Mi prendo un momento per osservarla: indossa dei jeans scuri, una t-shirt sbrindellata con sopra una camicia a quadri neri e bianchi e le sue Converse, tiene i capelli sciolti sulle spalle e il ciuffo libero di scivolarle sulla fronte e sugli occhi. E' splendida.
Si sistema, imbarazzata come al suo solito, la tracolla sulla spalle e inclinando la testa mi dice < Vuoi che ripasso tra un po'? >
Scrollo la testa, è terribilmente facile scoraggiarla. Mi chiedo se lei, questo, lo sa.
< Non dire stupidaggini, Mia. Siediti. >
Giro attorno al bancone e mi siedo sulla poltrona, la osservo mentre batto le mani sulle ginocchia. Sistema i suoi appunti davanti a se, passandosi di tanto in tanto le mani tra i capelli. E' piuttosto agitata e vorrei sapere cos'è che la preoccupata tanto.
< Iniziamo? > le chiedo, sorridendole, mentre lei annuisce.
Le assegno degli esercizi che ho trovato nel mio vecchio libro di trigonometria e, mentre lei si butta a capofitto nel cercare di risolverli, io metto un po' di ordine in certe cartelle del pc.
< Perché? > sbotta, quasi senza accorgersene.

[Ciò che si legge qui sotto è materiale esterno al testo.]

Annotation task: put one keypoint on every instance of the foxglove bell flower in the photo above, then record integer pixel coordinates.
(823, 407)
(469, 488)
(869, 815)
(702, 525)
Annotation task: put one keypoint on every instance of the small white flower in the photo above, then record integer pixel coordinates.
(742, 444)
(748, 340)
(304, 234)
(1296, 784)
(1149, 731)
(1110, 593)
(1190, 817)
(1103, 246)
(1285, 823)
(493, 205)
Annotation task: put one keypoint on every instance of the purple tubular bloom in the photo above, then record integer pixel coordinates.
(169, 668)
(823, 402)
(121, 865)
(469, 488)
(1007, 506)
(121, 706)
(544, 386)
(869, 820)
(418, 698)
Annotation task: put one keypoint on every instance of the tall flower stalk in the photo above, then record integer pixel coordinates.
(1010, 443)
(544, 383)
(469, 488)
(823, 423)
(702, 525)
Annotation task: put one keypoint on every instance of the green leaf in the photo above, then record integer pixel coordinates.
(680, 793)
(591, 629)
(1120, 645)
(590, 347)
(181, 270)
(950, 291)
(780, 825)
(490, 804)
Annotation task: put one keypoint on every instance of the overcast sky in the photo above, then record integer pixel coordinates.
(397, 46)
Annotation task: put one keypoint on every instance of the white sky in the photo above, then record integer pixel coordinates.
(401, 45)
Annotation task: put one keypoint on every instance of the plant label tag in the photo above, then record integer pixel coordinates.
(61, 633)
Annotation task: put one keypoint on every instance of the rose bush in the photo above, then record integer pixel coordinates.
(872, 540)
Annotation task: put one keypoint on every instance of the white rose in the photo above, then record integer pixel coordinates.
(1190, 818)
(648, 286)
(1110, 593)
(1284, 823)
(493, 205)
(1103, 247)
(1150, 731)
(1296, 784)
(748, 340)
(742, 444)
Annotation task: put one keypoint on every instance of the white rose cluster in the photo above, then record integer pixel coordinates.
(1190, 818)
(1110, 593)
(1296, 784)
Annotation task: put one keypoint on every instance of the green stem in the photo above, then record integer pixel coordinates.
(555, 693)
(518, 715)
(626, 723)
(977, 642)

Quando alzo gli occhi su di lei ha la testa tra le mani ed è rossa in viso, Mia inizia a battere ripetutamente la fronte sul bancone e mi fa' ridere in modo spontaneo.
< Qual è il problema, Mia? > Le chiedo, mentre le sfilo il foglio da sotto il naso.
< Sono io il problema, Victor. >
< Non fare così Mia, imparerai. >
< Mi spieghi cosa diavolo c'entrano i simboli numerici e le lettere? >
La cosa mi colpisce < se la vedi così, Mia, non imparerai mai. > Prendo la Bic nera tra le mani e inizio a spiegarle l'esercizio, sotto il suo sguardo perplesso. < Non devi fissarti su cose così sciocche. E smettila di voler trovare una ragione per tutto! > La rimprovero dolcemente, mi accorgo di aver già risolto l'esercizio e le dico < ecco, vedi? Non è così difficile come sembra. Prova a fare il prossimo e non lagnarti. > Torno al pc, continuando a guardarla di sottecchi.
< Senti, Victor? > mi chiama esitante e imbarazzata.
< Si, Mia? > mi concentro sul suo sguardo corrucciato e ansioso, mentre inizio a mangiucchiarmi le dita.
Mia guarda le sue mani attorcigliate e poi alza gli occhi al cielo, infine tira un sospiro e si passa le dita magre sul ciuffo.
< Ecco, volevo... come posso dire? > sbuffa irritata. Ho un vago sospetto di quello che vorrebbe dirmi, la guardo inarcando le sopracciglia e nascondo un sorriso appoggiando il mento alla mano.
< Il fatto è che volevo dirti grazie per quello che stai facendo per me. Insomma tu nemmeno mi conosci, eppure... sei sempre stato gentile nei miei confronti. Io so perfettamente di essere una frana in questa dannatissima materia e sono consapevole che ti sto facendo perdere un sacco di tempo. E non riesco ancora a capire perché tu lo permetti. Ma, ad ogni modo, so che ti devo le mie scuse e devo esserti riconoscente. Quindi, grazie Victor. Davvero. >
Imbarazzata Mia, torna a chiudersi di nuovo in stessa e non guarda più me ma tiene gli occhi bassi, le sue ciglia perfette che quasi le sfiorano gli zigomi, le guance arrossate e i capelli sciolti in piccole ciocche arruffate. Confuso da tutte le parole che vorrei dirle e confessarle continuo a sorridere mentre rifletto sul fatto che le sue parole sono state del tutto inaspettate per me, mi aspettavo un semplice "grazie" non... tanto. Mi ha appena dimostrato –anche se già lo sapevo- che non è davvero un muro imbattibile e senza emozioni come vorrebbe far credere. Dannazione, ho il sospetto che –se solo lo volesse- potrebbe essere davvero la persona più dolce che io abbia mai conosciuto. Chissà quanti altri strati si nascondono dietro quella facciata da dura.
< L'hai capito. > Riesco infine a dire, con una sensazione di sollievo che mi stupisce tanto quanto le sue parole.
< Cosa? >
< Che non sono un cattivo ragazzo. >
< Forse > scrolla le spalle < in realtà ho solo capito che io non sono nessuno nella tua vita e che non ti conosco abbastanza per poterti giudicare come ho fatto. Mi dispiace, davvero. Quella... quella non sono io, non sono sempre così tremenda. >
E' piena di sensi di colpa. E non solo a causa mia, ma per tutto quello che la riguarda.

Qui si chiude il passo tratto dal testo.